3 November 2020

Robots as accelerators of inclusion

Robot technology can boost the workforce participation of people with disabilities. A joint project between wertkreis Gutersloh gGmbH, Rethink Robotics GmbH and the University of Duisburg-Essen in Germany set out to find prove the case.

Cobots
The cobots arrive

Rethink Robotics handed over two Sawyer cobots to the vocational training department of the wertkreis Gutersloh and the chair for manufacturing technology at the University of Duisburg-Essen.

Taking the idea of ‘Inclusion 4.0 with collaborative systems’, the use of robot technology and cobots is intended to open up better opportunities for people with disabilities in inclusion, education and participation by means of adapted work processes and new types of applications.
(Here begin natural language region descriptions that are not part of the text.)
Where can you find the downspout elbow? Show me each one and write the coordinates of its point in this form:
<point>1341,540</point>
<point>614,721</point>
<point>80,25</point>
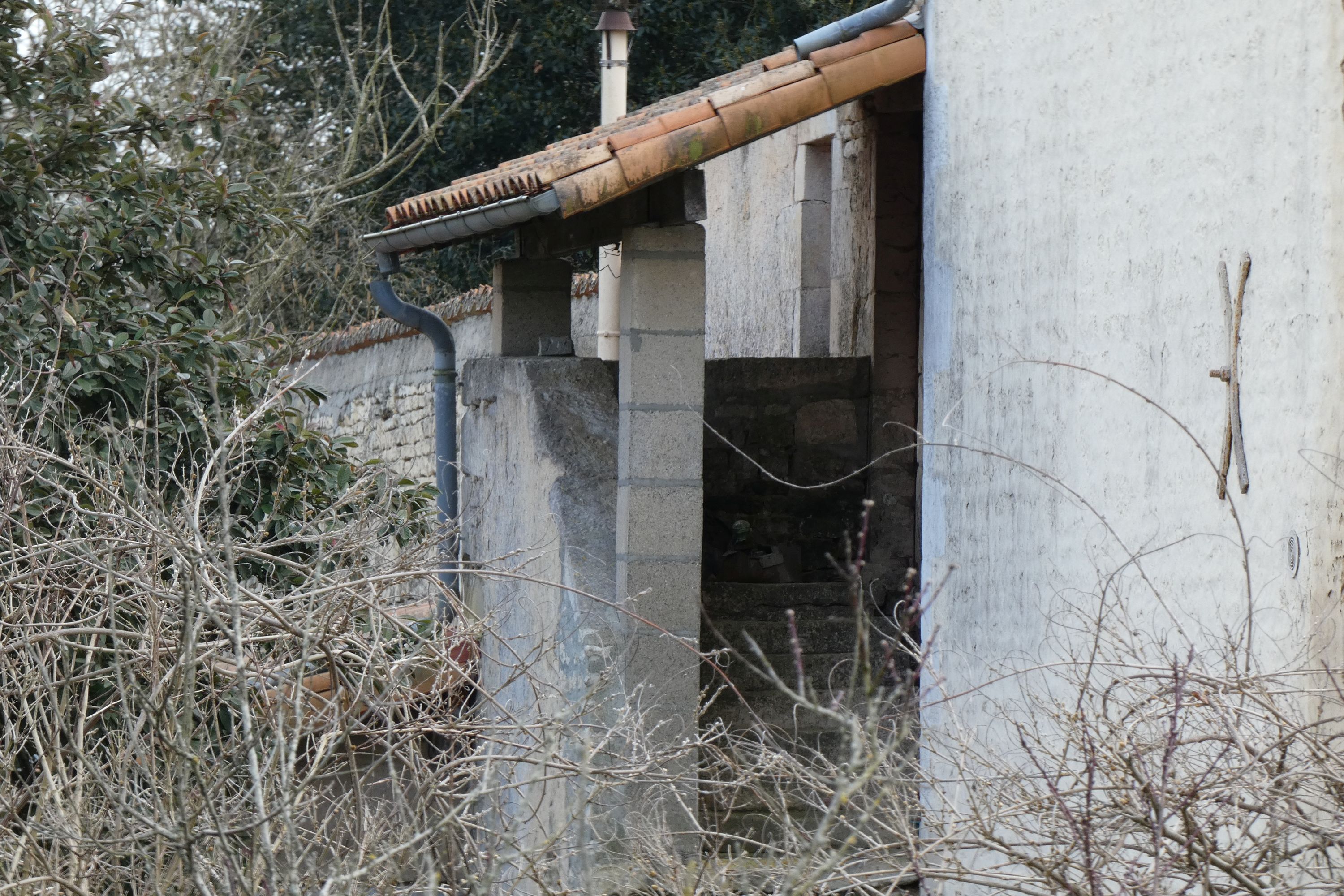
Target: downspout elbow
<point>418,319</point>
<point>445,405</point>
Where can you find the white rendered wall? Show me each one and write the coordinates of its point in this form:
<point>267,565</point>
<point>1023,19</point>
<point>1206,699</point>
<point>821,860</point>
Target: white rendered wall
<point>1088,164</point>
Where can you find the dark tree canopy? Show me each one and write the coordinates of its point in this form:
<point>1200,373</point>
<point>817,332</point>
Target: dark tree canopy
<point>547,88</point>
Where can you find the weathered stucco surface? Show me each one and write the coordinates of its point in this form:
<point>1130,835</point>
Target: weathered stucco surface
<point>757,280</point>
<point>1082,181</point>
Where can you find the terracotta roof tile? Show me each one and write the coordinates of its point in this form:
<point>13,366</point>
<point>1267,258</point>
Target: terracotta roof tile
<point>685,129</point>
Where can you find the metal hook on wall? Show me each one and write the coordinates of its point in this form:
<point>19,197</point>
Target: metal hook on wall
<point>1230,374</point>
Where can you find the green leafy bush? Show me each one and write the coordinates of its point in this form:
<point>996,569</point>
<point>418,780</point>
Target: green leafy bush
<point>117,273</point>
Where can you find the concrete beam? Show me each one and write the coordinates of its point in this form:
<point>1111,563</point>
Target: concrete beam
<point>531,303</point>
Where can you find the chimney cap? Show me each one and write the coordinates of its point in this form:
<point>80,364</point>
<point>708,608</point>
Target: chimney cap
<point>615,21</point>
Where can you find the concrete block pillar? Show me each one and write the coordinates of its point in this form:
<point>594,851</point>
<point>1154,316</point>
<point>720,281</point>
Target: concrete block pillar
<point>660,491</point>
<point>531,303</point>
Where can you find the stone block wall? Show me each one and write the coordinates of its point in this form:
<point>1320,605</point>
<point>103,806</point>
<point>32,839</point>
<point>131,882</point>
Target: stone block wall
<point>806,421</point>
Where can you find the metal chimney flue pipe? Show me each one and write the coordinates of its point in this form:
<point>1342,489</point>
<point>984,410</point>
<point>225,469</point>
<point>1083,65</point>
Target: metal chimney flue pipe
<point>615,27</point>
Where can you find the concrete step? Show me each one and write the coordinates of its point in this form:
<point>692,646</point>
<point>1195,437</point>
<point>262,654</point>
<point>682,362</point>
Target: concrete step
<point>737,601</point>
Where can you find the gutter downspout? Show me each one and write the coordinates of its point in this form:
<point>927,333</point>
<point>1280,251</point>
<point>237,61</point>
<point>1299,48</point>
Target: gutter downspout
<point>851,27</point>
<point>445,410</point>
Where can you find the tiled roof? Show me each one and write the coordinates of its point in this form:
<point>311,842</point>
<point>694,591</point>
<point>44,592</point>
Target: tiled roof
<point>686,129</point>
<point>383,330</point>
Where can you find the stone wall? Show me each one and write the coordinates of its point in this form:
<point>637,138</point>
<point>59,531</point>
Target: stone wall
<point>807,422</point>
<point>765,277</point>
<point>378,377</point>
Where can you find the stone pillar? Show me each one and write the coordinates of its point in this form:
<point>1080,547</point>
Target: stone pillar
<point>896,326</point>
<point>660,491</point>
<point>531,303</point>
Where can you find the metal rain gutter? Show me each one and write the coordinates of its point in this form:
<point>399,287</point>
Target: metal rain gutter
<point>483,220</point>
<point>851,27</point>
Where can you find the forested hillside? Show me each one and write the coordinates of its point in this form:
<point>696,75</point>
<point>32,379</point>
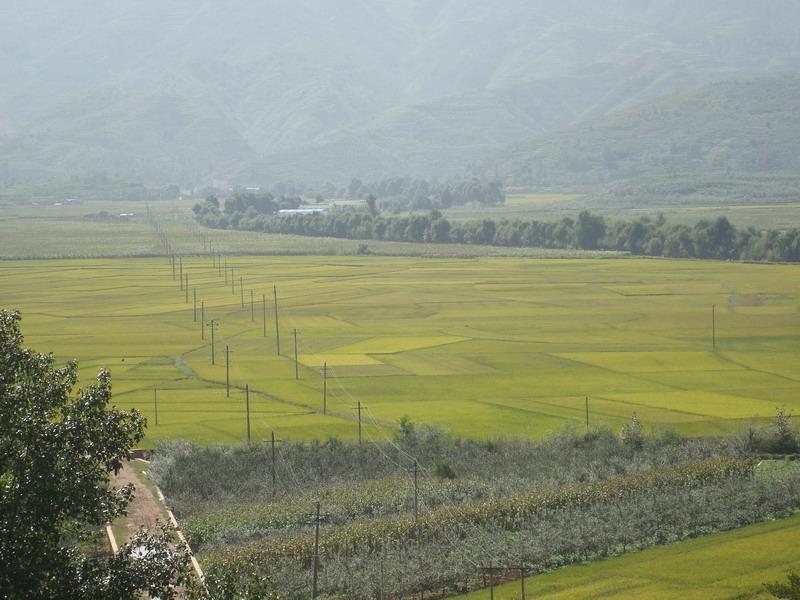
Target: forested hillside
<point>728,129</point>
<point>185,92</point>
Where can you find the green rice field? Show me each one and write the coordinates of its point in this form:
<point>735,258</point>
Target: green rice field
<point>483,347</point>
<point>733,564</point>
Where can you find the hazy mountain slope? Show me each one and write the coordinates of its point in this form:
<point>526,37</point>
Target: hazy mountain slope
<point>750,126</point>
<point>314,89</point>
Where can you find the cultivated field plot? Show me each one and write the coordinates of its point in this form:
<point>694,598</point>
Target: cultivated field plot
<point>728,565</point>
<point>483,347</point>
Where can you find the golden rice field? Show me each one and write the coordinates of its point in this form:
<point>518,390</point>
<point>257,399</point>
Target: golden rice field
<point>483,347</point>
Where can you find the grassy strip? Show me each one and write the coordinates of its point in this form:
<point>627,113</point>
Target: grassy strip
<point>721,566</point>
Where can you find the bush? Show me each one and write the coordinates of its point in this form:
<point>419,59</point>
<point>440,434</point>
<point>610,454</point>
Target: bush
<point>443,470</point>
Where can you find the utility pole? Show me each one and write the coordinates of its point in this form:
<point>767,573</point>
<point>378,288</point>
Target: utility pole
<point>316,554</point>
<point>274,484</point>
<point>277,329</point>
<point>587,414</point>
<point>227,372</point>
<point>416,500</point>
<point>359,422</point>
<point>714,326</point>
<point>212,323</point>
<point>296,372</point>
<point>247,402</point>
<point>491,571</point>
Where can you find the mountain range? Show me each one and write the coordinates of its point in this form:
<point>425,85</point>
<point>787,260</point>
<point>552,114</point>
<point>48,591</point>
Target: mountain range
<point>186,92</point>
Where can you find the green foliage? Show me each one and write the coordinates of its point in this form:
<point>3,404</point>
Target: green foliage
<point>56,453</point>
<point>742,128</point>
<point>631,434</point>
<point>779,438</point>
<point>443,470</point>
<point>789,590</point>
<point>718,239</point>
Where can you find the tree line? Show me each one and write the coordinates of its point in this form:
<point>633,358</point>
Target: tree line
<point>645,236</point>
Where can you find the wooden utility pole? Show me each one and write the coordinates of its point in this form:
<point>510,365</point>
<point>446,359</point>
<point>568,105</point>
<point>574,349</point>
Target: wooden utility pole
<point>247,403</point>
<point>587,414</point>
<point>416,500</point>
<point>227,371</point>
<point>316,554</point>
<point>274,478</point>
<point>296,371</point>
<point>490,570</point>
<point>714,326</point>
<point>277,329</point>
<point>359,422</point>
<point>212,324</point>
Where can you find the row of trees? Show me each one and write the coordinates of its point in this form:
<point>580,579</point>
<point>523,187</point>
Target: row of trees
<point>715,239</point>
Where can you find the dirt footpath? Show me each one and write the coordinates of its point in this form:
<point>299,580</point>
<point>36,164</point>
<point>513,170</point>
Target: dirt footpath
<point>145,509</point>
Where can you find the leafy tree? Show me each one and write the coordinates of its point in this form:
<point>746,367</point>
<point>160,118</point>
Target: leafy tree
<point>589,230</point>
<point>56,453</point>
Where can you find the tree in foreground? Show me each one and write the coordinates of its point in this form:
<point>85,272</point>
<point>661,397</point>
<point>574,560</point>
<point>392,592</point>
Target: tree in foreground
<point>57,450</point>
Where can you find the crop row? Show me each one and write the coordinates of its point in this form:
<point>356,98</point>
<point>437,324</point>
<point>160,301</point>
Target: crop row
<point>511,512</point>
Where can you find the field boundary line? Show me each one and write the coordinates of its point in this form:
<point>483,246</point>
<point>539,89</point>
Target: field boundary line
<point>195,563</point>
<point>112,541</point>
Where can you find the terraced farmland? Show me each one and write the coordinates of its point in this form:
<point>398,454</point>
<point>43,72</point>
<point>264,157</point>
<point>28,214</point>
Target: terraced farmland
<point>483,347</point>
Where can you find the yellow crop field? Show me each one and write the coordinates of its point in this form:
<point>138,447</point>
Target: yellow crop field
<point>483,347</point>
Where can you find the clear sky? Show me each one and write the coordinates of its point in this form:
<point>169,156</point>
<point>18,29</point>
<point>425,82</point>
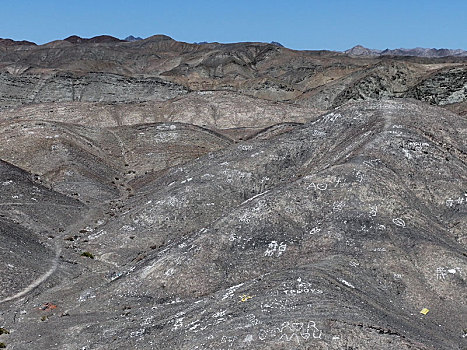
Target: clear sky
<point>300,24</point>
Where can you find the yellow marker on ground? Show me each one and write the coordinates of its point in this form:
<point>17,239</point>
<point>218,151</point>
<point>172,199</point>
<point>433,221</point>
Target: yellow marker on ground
<point>424,311</point>
<point>244,298</point>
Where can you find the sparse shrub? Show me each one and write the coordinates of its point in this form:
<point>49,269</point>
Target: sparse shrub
<point>87,255</point>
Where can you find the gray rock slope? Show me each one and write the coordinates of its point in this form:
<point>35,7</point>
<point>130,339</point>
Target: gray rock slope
<point>334,235</point>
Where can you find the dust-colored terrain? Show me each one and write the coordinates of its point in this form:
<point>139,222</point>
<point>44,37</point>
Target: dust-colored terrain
<point>164,195</point>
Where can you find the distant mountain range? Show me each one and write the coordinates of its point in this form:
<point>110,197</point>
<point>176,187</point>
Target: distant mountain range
<point>356,51</point>
<point>418,51</point>
<point>131,38</point>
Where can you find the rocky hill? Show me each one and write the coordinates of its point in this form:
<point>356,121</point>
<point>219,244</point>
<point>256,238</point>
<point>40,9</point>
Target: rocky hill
<point>156,194</point>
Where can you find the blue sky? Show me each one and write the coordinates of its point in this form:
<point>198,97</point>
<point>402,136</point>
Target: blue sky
<point>301,24</point>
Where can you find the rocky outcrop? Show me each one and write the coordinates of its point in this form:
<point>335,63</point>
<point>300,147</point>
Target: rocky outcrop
<point>93,87</point>
<point>442,88</point>
<point>328,236</point>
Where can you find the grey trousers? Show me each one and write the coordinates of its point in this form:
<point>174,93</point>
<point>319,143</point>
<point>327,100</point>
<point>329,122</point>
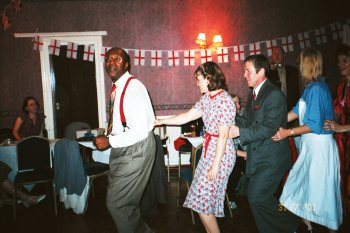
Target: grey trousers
<point>130,168</point>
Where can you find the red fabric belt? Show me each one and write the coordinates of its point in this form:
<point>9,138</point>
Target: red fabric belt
<point>207,137</point>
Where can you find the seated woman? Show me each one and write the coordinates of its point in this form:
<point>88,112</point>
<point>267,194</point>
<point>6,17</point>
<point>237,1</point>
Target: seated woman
<point>6,189</point>
<point>29,121</point>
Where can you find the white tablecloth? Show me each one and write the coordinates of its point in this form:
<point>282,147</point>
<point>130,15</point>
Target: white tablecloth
<point>195,141</point>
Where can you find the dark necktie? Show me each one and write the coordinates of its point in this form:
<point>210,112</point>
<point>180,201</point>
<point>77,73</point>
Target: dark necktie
<point>254,95</point>
<point>110,115</point>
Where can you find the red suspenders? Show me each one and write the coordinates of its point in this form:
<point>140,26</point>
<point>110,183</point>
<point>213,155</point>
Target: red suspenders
<point>121,107</point>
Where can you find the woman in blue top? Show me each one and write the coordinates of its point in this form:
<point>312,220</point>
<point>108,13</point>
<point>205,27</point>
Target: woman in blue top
<point>312,190</point>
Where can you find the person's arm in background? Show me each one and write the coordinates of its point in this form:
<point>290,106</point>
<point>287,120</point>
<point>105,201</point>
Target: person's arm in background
<point>16,127</point>
<point>331,125</point>
<point>180,119</point>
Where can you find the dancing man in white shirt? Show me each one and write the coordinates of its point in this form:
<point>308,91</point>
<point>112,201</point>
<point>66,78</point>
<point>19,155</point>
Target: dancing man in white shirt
<point>130,134</point>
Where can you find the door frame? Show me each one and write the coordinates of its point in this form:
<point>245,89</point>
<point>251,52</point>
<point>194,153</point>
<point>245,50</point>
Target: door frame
<point>47,76</point>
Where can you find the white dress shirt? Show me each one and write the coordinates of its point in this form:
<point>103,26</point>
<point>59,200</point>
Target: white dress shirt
<point>138,113</point>
<point>257,89</point>
<point>282,75</point>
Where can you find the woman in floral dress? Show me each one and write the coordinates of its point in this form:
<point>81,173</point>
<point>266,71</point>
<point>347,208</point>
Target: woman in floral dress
<point>217,109</point>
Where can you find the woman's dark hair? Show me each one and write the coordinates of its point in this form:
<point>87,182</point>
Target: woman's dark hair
<point>25,103</point>
<point>213,73</point>
<point>343,49</point>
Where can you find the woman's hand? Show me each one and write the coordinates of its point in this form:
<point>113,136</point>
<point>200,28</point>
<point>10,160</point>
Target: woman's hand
<point>281,134</point>
<point>157,122</point>
<point>331,125</point>
<point>213,171</point>
<point>233,131</point>
<point>242,153</point>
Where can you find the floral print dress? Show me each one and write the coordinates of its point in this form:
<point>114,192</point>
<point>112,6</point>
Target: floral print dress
<point>205,196</point>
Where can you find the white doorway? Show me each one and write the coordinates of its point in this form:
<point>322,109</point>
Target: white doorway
<point>48,79</point>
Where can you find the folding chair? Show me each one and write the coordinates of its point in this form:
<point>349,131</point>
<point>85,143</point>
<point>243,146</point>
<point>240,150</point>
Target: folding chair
<point>33,166</point>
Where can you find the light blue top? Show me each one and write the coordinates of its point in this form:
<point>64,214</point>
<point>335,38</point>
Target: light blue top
<point>319,106</point>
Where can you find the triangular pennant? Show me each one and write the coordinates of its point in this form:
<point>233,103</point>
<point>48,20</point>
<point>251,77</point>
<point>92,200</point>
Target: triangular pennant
<point>139,58</point>
<point>156,58</point>
<point>189,57</point>
<point>89,52</point>
<point>173,58</point>
<point>54,47</point>
<point>38,43</point>
<point>72,50</point>
<point>222,54</point>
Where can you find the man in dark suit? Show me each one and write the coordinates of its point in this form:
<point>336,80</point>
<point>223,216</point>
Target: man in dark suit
<point>267,161</point>
<point>284,76</point>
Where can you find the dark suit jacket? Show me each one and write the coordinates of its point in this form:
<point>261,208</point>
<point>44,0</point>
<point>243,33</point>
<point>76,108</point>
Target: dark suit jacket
<point>259,122</point>
<point>292,83</point>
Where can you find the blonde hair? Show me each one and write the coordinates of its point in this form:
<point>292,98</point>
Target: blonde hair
<point>311,65</point>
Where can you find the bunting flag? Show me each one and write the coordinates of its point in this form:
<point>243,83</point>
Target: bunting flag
<point>72,50</point>
<point>173,58</point>
<point>254,48</point>
<point>287,44</point>
<point>269,45</point>
<point>313,37</point>
<point>54,47</point>
<point>189,57</point>
<point>156,58</point>
<point>205,55</point>
<point>89,52</point>
<point>38,43</point>
<point>320,35</point>
<point>104,52</point>
<point>304,40</point>
<point>222,54</point>
<point>238,52</point>
<point>139,58</point>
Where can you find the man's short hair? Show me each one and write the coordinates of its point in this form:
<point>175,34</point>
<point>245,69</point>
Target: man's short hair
<point>259,61</point>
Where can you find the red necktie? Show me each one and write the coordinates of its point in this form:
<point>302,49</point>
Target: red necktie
<point>110,115</point>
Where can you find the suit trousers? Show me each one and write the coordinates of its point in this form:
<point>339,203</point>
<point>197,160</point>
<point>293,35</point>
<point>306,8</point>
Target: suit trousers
<point>130,168</point>
<point>269,215</point>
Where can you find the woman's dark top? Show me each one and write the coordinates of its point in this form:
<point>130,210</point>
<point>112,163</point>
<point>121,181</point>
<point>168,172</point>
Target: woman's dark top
<point>28,128</point>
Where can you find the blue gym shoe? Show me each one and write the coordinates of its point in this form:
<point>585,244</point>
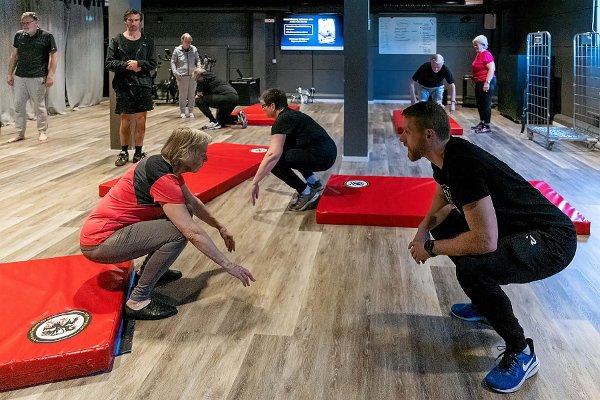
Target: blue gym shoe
<point>508,376</point>
<point>466,312</point>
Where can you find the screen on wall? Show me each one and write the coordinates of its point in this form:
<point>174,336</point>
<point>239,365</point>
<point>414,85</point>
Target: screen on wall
<point>312,32</point>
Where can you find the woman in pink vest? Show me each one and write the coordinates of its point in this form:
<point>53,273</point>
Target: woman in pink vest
<point>485,83</point>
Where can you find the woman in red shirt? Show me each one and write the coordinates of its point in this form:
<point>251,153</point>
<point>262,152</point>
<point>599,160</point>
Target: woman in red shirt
<point>149,213</point>
<point>485,83</point>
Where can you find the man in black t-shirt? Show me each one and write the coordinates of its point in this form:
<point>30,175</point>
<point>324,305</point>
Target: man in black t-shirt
<point>31,69</point>
<point>212,91</point>
<point>494,226</point>
<point>297,142</point>
<point>430,79</point>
The cobots' areas of application include the implementation of quality controls directly at the assembly workstation as well as the automated processing of production peaks. The aim is to develop systems that enable people with disabilities or people without the ability to express themselves to carry out complex work assignments independently. A prerequisite for using these systems is that they must be easy to program.

Michael Buschsieweke, managing director of wertkreis Gutersloh gGmbH explains, ‘Exactly such digital forms of assistance are a future model for people with handicaps. Ideally, at some point they will be as natural as sight and walking aids. Simply a tool that enables people to participate in the labour market’.

‘Using workshops for people with disabilities as incubators for new systems is an approach with which we have had good experiences in the past,’ says Holger Dander, project manager at the Department of Manufacturing Technology at the University of Duisburg-Essen. ‘In this environment, the focus must be placed on the human being so that the human-machine interaction works. Solutions that have proven themselves here can then be quickly and easily transferred to other areas of the working world’.